Secondo un critico del New York Times lei manca dell'oggettività e freddezza proprie dello storico.

«Il celebre filosofo cristiano John Roth, che ha recensito il libro sul Los Angeles Times, ha scritto che “tutti i seguaci di Gesù dovrebbero abbracciarlo”. La mia opera parla in modo oggettivo e neutrale della storia, e al di là dell'Olocausto, le mie tesi possono essere applicate alle vittime di tutti i grandi crimini dell'umanità, incluso quello perpetrato dagli Stati Uniti contro gli afro-americani, che non hanno mai ricevuto riparazione. Non c’è passione né isterismo nel mio libro. Chi mi attacca vuole evitare la discussione». 

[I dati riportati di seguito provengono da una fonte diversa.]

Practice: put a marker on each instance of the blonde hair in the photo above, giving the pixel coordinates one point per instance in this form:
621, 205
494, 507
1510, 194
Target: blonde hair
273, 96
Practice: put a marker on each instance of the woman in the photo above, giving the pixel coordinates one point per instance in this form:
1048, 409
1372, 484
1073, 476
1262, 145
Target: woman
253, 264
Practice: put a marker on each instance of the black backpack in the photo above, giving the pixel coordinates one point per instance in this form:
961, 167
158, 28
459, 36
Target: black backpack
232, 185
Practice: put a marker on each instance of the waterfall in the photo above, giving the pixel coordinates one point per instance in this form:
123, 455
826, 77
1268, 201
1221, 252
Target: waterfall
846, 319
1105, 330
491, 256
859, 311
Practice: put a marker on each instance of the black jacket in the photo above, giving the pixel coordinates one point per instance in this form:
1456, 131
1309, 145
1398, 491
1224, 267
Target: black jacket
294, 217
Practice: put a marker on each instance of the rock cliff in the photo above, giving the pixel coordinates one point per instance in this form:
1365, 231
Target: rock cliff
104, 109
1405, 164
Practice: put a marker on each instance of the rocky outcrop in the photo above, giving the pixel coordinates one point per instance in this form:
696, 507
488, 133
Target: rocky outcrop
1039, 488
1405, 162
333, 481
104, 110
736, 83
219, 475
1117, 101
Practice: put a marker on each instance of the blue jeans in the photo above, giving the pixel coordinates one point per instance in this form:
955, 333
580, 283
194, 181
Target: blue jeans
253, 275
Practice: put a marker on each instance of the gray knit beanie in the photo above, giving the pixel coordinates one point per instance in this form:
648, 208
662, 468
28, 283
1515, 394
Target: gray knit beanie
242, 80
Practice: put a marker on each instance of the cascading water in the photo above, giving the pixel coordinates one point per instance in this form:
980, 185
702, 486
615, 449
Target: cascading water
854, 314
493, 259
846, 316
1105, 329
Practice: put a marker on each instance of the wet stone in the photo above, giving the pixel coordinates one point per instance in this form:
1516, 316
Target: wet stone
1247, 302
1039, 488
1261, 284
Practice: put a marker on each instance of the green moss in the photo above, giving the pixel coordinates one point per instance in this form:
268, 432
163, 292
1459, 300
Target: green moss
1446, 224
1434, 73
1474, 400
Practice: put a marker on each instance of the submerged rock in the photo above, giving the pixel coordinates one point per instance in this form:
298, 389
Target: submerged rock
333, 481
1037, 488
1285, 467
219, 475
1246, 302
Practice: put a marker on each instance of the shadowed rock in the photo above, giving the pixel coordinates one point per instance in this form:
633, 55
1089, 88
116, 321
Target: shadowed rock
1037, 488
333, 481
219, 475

Controcanto – Il Vaticano “meno silenzioso” di americani, russi e inglesi

di Emma Fattorini

Difficile resistere alla tentazione di confutare alcune delle tesi, tra le tante infondate di Goldhagen: ma quando mai un funerale ufficiale di Hitler fu benedetto dalla Chiesa? A quale liturgia si riferisce, dopo che Giovanni XXIII volle proprio fosse cancellata, in quella del venerdì santo, l'odiosa dizione «perfidi-giudei»? E si potrebbe proseguire. Ma più che denunciare l'inconsistenza delle argomentazioni, è utile chiedersi il perché del loro successo (ma è poi davvero reale?) e il perché di queste periodiche polemiche strumentali. Un grossolano semplicismo senza alcun senso delle distinzioni, con quell'approccio tribunizio e giudicante della storia sul problema dei silenzi della Chiesa che è sempre più estenuato (ed estenuante). Occorre però riflettere sul fatto che spesso la «fortuna» (!) di queste accuse sta nel fatto che ad esse si risponde con altrettante difese che finiscono per essere la faccia della stessa medaglia. Si deve proprio rifiutare quell'approccio: uscire una volta per tutte dalla logica delle colpe e delle assoluzioni. Banalizzando potremmo dire che all'accusa di antisemitismo non si può rispondere sostenendo che la Chiesa fosse invece all'avanguardia nella difesa ebraica. La Chiesa non era certo la sola a non aver capito il carattere epocale della Shoah. Perché allora imputarlo solo alla Chiesa? Anzi sarà proprio la meno silenziosa verso l'antisemitismo rispetto a quanto fecero i governi americani, russo e inglese. Però la Chiesa, attardata ancora in un intransigentismo ottocentesco, si attestava sulla sua priorità antica, quella dell’autodifesa della comunità cattolica accerchiata: e così sapere, essere informati di quello che succedeva era diverso dal capire. La Chiesa non possedeva le categorie per capire e agire. Detto questo, se la natura di un pontificato, soprattutto in certe fasi storiche, non va giudicata dalla sua forza profetica, c'è da sperare, di tutto cuore, che la profezia non sia neppure un carisma necessariamente precluso ai pontefici.